In Tigard, police saw significant increases in car thefts coming right out of the shoot this year.
"We have had a 190% increase from January of 2021 to this January, when we've had a record high of 32 stolen vehicles for the month of January 2022 alone," Chief Kathy McAlpine told the Tigard City Council in February.
That compared to only 11 for the same time period in January 2021.
"Of those 32 stolen, what we do know is that these are generally older-model vehicles, and they're throughout the city, so they're not in any clustered or pattern areas," McAlpine said.
In some cases, it's thieves who have come out of Portland, abandon their stolen vehicles in Tigard and then steal another car while in the city, police say.
Police found most of the thefts didn't appear to be a situation where a resident was simply warming up their car in the morning and a thief jumped in and took off.
McAlpine said the good news is that Tigard police recovered 14 vehicles inside the city limits in January, 11 of them stolen out of Portland.
"Conversely, we know that 14 of our stolen vehicles have been recovered in Portland. So, I think you can see the common theme there," she said. "Of the seven arrests that we've made for stolen vehicles, all seven people are associated (with) drugs."
Those Tigard car theft trends continued in both February (21 stolen this year compared to only nine last year) and March (26 stolen in 2022, 11 in 2021).
Asked by a Tigard City Council member what could be done to prevent car theft, McAlpine responded: "Obviously, something like The Club is very helpful with the steering wheel. I'd definitely recommend that."
The Club is a brand name for the anti-theft steering wheel lock, which secures a vehicle's steering column so that thieves cannot drive away with it. Police say that the mere presence of such a device can go a long way toward deterring theft.
Washington County trends
Finally, data collected from the Washington County Sheriff's Office shows that this increase is largely an urban trend.

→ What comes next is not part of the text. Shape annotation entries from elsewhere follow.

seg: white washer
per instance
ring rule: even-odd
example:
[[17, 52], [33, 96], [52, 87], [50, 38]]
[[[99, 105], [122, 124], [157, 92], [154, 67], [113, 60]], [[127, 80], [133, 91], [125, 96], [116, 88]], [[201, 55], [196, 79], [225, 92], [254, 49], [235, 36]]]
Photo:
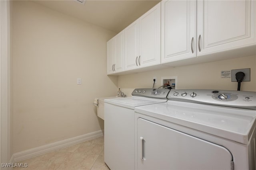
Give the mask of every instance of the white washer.
[[135, 169], [255, 170], [256, 92], [171, 90], [136, 107]]
[[104, 100], [104, 159], [110, 169], [134, 169], [134, 108], [166, 102], [169, 92], [136, 89], [132, 97]]

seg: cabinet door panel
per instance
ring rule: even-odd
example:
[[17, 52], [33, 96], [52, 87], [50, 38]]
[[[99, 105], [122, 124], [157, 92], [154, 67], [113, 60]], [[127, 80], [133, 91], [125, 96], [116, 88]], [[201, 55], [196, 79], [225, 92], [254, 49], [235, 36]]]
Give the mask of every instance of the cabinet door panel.
[[231, 169], [232, 155], [221, 146], [142, 118], [137, 123], [138, 169]]
[[115, 36], [116, 72], [124, 71], [124, 31], [122, 31]]
[[140, 67], [160, 63], [160, 11], [159, 3], [139, 19]]
[[196, 57], [196, 2], [171, 0], [162, 3], [162, 63]]
[[198, 55], [255, 43], [254, 1], [198, 1]]
[[135, 69], [138, 66], [138, 25], [137, 20], [124, 29], [125, 70]]
[[113, 66], [114, 64], [114, 38], [112, 38], [107, 42], [107, 74], [114, 73]]

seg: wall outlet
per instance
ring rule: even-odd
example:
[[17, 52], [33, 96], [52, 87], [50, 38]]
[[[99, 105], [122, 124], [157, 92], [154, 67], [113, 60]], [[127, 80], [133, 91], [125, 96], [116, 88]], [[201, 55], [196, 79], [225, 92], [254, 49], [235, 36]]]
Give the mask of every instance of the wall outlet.
[[161, 86], [165, 87], [165, 84], [169, 84], [172, 89], [177, 89], [178, 76], [162, 77], [161, 78]]
[[237, 69], [231, 70], [231, 82], [236, 82], [236, 73], [239, 72], [243, 72], [245, 74], [243, 82], [250, 82], [251, 81], [251, 69]]
[[154, 82], [154, 79], [155, 79], [156, 81], [155, 81], [155, 84], [156, 84], [156, 76], [153, 77], [153, 82]]

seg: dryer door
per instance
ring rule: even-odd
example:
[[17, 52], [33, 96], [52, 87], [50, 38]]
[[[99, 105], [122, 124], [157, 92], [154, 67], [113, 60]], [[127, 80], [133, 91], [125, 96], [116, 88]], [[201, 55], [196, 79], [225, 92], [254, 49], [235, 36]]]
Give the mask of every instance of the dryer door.
[[142, 118], [137, 122], [138, 169], [232, 169], [232, 155], [223, 147]]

In 2010 and 2021, the same number of vehicle thefts were reported in the rural areas of the county — those that are patrolled by the agency, anyway— at 34 reported thefts. Compare that to the urban patrol areas, which saw a much steeper increase.

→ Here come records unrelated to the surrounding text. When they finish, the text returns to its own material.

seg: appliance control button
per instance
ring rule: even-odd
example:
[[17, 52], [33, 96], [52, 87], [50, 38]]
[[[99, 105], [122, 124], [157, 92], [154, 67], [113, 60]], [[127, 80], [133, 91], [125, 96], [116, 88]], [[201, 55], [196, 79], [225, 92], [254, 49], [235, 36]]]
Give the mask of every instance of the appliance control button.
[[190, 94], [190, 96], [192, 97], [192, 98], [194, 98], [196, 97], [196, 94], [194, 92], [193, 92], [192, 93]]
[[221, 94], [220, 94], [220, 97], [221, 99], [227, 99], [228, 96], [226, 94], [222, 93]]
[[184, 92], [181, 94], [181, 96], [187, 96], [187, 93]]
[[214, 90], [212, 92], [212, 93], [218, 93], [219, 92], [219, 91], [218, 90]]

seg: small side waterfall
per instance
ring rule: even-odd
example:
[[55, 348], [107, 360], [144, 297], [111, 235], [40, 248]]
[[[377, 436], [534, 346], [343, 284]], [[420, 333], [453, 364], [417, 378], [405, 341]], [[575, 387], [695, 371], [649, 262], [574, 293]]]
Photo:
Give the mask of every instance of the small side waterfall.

In 2010, there were 155 vehicle theft cases reported in the urban patrol areas of Washington County. Up to last year, that number has ballooned to more than 400.

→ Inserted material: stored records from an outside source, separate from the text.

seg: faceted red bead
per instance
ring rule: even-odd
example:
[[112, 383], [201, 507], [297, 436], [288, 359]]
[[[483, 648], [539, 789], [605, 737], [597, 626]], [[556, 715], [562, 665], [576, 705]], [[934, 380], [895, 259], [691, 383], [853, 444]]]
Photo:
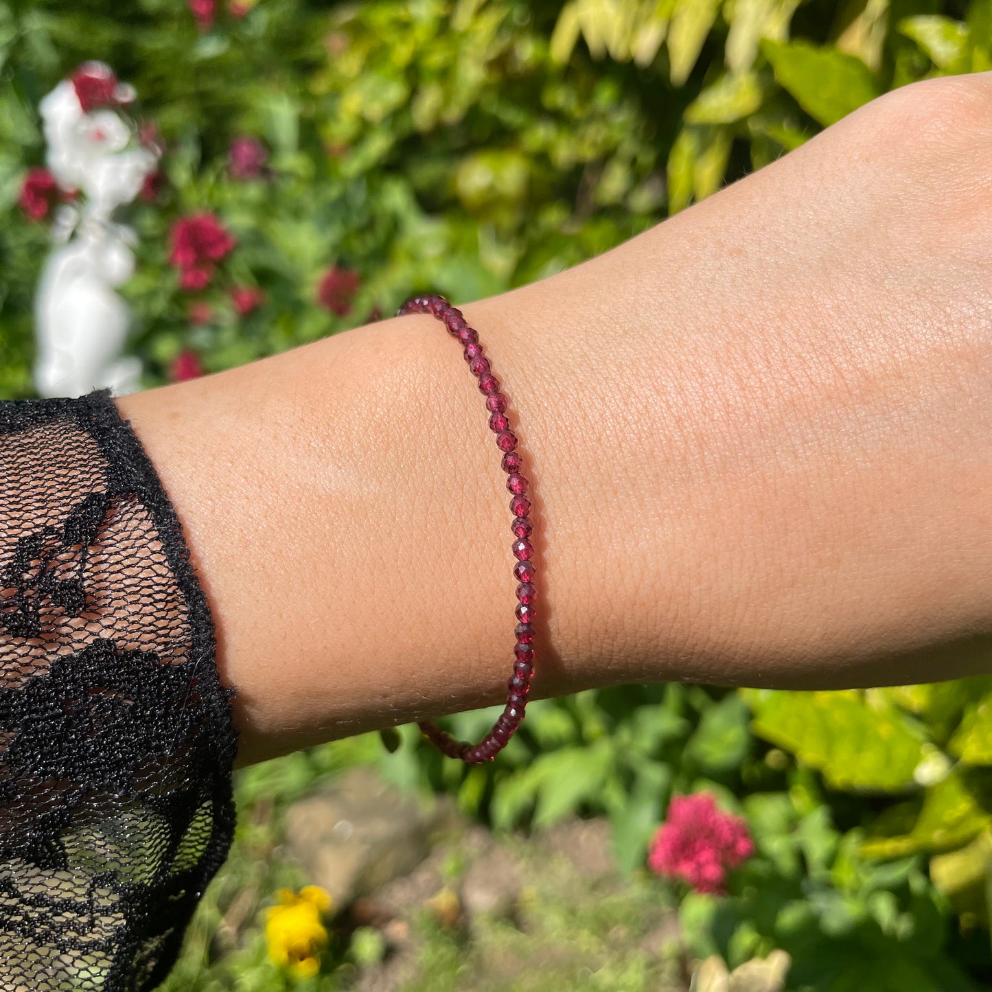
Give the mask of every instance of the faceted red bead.
[[518, 662], [534, 661], [534, 645], [520, 643], [515, 644], [513, 646], [513, 653], [517, 656]]
[[[479, 383], [479, 389], [482, 388], [482, 383]], [[500, 431], [496, 434], [496, 446], [501, 451], [512, 451], [517, 446], [517, 435], [512, 431]]]
[[532, 558], [534, 558], [534, 545], [532, 545], [527, 538], [521, 538], [519, 541], [515, 541], [510, 546], [510, 551], [513, 552], [513, 557], [520, 558], [521, 561], [529, 561]]
[[496, 434], [496, 444], [503, 452], [503, 470], [509, 476], [507, 489], [513, 493], [510, 509], [514, 514], [511, 525], [514, 537], [513, 554], [518, 558], [514, 565], [514, 575], [519, 580], [515, 610], [519, 623], [516, 626], [517, 643], [514, 645], [516, 663], [513, 677], [507, 682], [507, 704], [503, 714], [493, 725], [490, 732], [478, 744], [470, 744], [455, 740], [431, 721], [421, 722], [424, 733], [443, 752], [453, 757], [461, 758], [471, 763], [491, 761], [503, 748], [524, 718], [527, 697], [530, 692], [530, 679], [534, 672], [534, 610], [533, 603], [537, 597], [534, 584], [537, 569], [531, 560], [534, 546], [528, 540], [533, 533], [533, 525], [527, 519], [531, 504], [525, 493], [529, 482], [521, 474], [523, 458], [516, 451], [517, 436], [510, 431], [509, 419], [505, 416], [507, 399], [499, 391], [499, 380], [492, 374], [489, 360], [483, 353], [479, 343], [478, 332], [468, 325], [464, 314], [452, 307], [446, 300], [438, 296], [421, 296], [408, 301], [400, 308], [399, 312], [430, 312], [443, 321], [448, 333], [458, 338], [463, 347], [465, 361], [472, 374], [479, 380], [479, 391], [486, 398], [486, 409], [490, 413], [489, 427]]
[[531, 691], [531, 683], [526, 679], [518, 679], [517, 676], [512, 676], [510, 681], [506, 683], [506, 687], [514, 695], [525, 696]]
[[529, 538], [534, 533], [534, 525], [526, 517], [515, 517], [510, 530], [518, 538]]
[[502, 465], [504, 472], [510, 472], [511, 474], [519, 472], [524, 467], [524, 458], [519, 451], [507, 451], [503, 455]]
[[521, 582], [517, 586], [517, 598], [525, 605], [531, 606], [538, 598], [538, 590], [531, 582]]
[[526, 496], [514, 496], [510, 500], [510, 513], [515, 517], [526, 517], [531, 512], [531, 501]]
[[534, 675], [534, 665], [531, 662], [517, 662], [513, 667], [513, 674], [517, 679], [530, 680]]

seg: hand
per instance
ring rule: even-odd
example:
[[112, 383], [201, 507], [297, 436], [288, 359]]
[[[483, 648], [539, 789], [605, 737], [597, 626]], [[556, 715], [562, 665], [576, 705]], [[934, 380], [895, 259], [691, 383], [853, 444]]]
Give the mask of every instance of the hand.
[[[462, 308], [534, 483], [536, 693], [989, 670], [990, 146], [990, 73], [906, 86]], [[501, 698], [508, 494], [439, 323], [118, 406], [186, 530], [242, 761]]]

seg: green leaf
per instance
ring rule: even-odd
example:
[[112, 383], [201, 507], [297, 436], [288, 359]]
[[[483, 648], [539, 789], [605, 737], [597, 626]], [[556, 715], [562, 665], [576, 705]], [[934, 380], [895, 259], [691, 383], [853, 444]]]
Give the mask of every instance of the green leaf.
[[686, 757], [710, 775], [739, 768], [751, 750], [749, 718], [747, 704], [736, 692], [724, 696], [703, 711], [699, 726], [685, 745]]
[[866, 857], [896, 858], [918, 851], [945, 851], [967, 843], [992, 824], [960, 769], [927, 791], [913, 829], [903, 836], [868, 838]]
[[765, 95], [757, 72], [727, 73], [707, 86], [682, 115], [686, 124], [731, 124], [753, 114]]
[[968, 765], [992, 765], [992, 692], [965, 710], [948, 750]]
[[860, 691], [744, 693], [754, 731], [822, 772], [837, 789], [899, 792], [926, 755], [922, 725]]
[[678, 213], [693, 198], [703, 199], [723, 182], [733, 136], [728, 128], [688, 125], [676, 138], [669, 155], [669, 213]]
[[754, 64], [763, 38], [784, 39], [799, 0], [737, 0], [729, 10], [730, 31], [724, 55], [731, 72]]
[[531, 773], [540, 779], [535, 825], [550, 826], [577, 812], [584, 802], [594, 800], [612, 759], [610, 742], [605, 738], [592, 747], [562, 748], [536, 759], [531, 766]]
[[899, 33], [916, 42], [938, 68], [960, 62], [968, 43], [967, 25], [936, 14], [905, 17], [899, 22]]
[[801, 41], [764, 41], [761, 49], [779, 83], [824, 127], [879, 94], [868, 66], [836, 49]]
[[552, 32], [551, 57], [555, 62], [564, 64], [571, 58], [578, 41], [579, 29], [578, 3], [572, 0], [561, 8]]
[[672, 769], [668, 765], [638, 762], [636, 776], [623, 803], [610, 814], [617, 867], [625, 873], [644, 864], [648, 843], [662, 820], [672, 788]]
[[673, 85], [681, 86], [695, 65], [720, 0], [679, 0], [669, 27], [669, 65]]

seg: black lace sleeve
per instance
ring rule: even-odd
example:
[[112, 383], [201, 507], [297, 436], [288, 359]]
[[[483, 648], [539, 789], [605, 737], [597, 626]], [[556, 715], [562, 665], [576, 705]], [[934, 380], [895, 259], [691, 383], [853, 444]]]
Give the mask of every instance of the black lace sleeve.
[[0, 989], [162, 981], [230, 845], [231, 695], [110, 392], [0, 403]]

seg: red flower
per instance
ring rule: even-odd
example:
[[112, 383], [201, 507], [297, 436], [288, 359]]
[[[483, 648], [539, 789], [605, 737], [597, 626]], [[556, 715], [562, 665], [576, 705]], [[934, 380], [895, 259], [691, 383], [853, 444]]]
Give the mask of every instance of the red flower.
[[180, 286], [184, 290], [203, 289], [213, 278], [214, 263], [229, 255], [235, 244], [212, 213], [194, 213], [177, 220], [169, 262], [180, 270]]
[[47, 217], [49, 211], [59, 202], [59, 186], [55, 177], [47, 169], [31, 169], [21, 186], [18, 205], [32, 220]]
[[254, 286], [235, 286], [231, 290], [231, 301], [239, 316], [247, 316], [265, 302], [265, 294]]
[[84, 114], [117, 103], [117, 76], [102, 62], [80, 65], [72, 75], [72, 88]]
[[187, 0], [189, 10], [196, 19], [196, 27], [200, 31], [209, 31], [213, 27], [213, 15], [216, 13], [216, 0]]
[[269, 153], [257, 138], [235, 138], [227, 152], [228, 168], [236, 180], [257, 180]]
[[336, 265], [320, 280], [316, 297], [321, 307], [325, 307], [338, 316], [351, 312], [351, 301], [358, 292], [361, 278], [353, 269], [339, 269]]
[[169, 369], [169, 378], [173, 382], [186, 382], [202, 374], [203, 366], [199, 363], [199, 357], [190, 348], [184, 348], [173, 360]]
[[659, 875], [681, 878], [696, 892], [723, 892], [729, 869], [754, 854], [747, 823], [717, 808], [709, 793], [676, 796], [666, 821], [658, 828], [648, 867]]
[[180, 289], [187, 293], [195, 293], [197, 290], [205, 290], [213, 279], [213, 266], [208, 262], [206, 265], [194, 265], [188, 269], [184, 269], [180, 275]]
[[189, 308], [189, 322], [201, 325], [209, 323], [213, 319], [213, 308], [205, 301], [200, 300]]

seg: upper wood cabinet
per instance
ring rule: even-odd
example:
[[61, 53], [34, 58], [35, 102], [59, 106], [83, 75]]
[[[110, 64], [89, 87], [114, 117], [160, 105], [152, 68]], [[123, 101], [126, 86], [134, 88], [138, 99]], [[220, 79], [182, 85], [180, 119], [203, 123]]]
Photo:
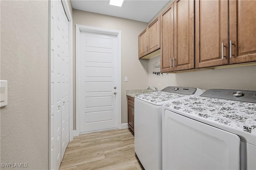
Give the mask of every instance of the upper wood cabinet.
[[194, 1], [180, 0], [161, 14], [161, 72], [194, 68]]
[[230, 63], [256, 61], [256, 1], [229, 1]]
[[160, 48], [160, 20], [158, 17], [139, 35], [139, 58]]
[[228, 63], [228, 1], [196, 0], [196, 67]]
[[174, 2], [175, 71], [194, 68], [194, 0]]
[[145, 56], [148, 53], [148, 27], [139, 35], [139, 58]]
[[160, 16], [161, 20], [161, 72], [174, 71], [174, 10], [172, 3]]

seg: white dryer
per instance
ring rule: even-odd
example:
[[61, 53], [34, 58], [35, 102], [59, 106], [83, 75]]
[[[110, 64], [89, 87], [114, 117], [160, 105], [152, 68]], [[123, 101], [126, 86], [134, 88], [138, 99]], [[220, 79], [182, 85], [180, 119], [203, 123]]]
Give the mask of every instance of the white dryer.
[[256, 91], [211, 89], [162, 113], [163, 169], [256, 169]]
[[134, 100], [134, 150], [146, 170], [162, 168], [162, 113], [164, 104], [197, 96], [198, 88], [167, 87], [160, 92], [137, 96]]

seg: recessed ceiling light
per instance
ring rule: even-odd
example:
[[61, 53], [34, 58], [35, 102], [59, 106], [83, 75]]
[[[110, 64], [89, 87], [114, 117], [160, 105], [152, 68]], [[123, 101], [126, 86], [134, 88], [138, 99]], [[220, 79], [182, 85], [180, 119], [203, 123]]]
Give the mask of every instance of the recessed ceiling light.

The data also show a steep increase from 2019 reported thefts and 2020 thefts, jumping from 269 cases to 385.
The agency uses similar measures as described by other police to crack down on vehicle thefts.
The Sheriff's Office even plants dummy vehicles out in areas around the county, which are bait for would-be car thieves. They are equipped with a GPS system that police can use to track the stolen vehicle. The dummies are also often loaded with valuables to entice thieves, and even these items are stocked with tracking devices.
Sheriff Pat Garrett uses his own anti-theft measures in his personal vehicle, though he declined to specify which ones to minimize his own risk. He encourages members of the public to do the same.
Best practices include rolling up all windows and locking your doors, as well as parking your vehicle in a secure and well-lit location. The agency also recommends removing any valuables from the cabin.
If you are the victim of a vehicle theft — or have valuables stolen from inside your vehicle — you should report it to your local police immediately.
"One of the most important things to do is having any kind of report taken when someone is a crime victim," said Washington County Sgt. Danny DiPietro. "When we know those areas where this is happening, yes, we absolutely will increase patrols. We put vehicle out there that are intentionally put out with GPS in them … and we put them in places where we know car thefts are spiking."
Victims can report crimes over the phone, online or in-person at local police stations, or by having officers dispatched to the location of the crime.
"We try to make it as easy as possible, because we want people to be reporting these to us," DiPietro said.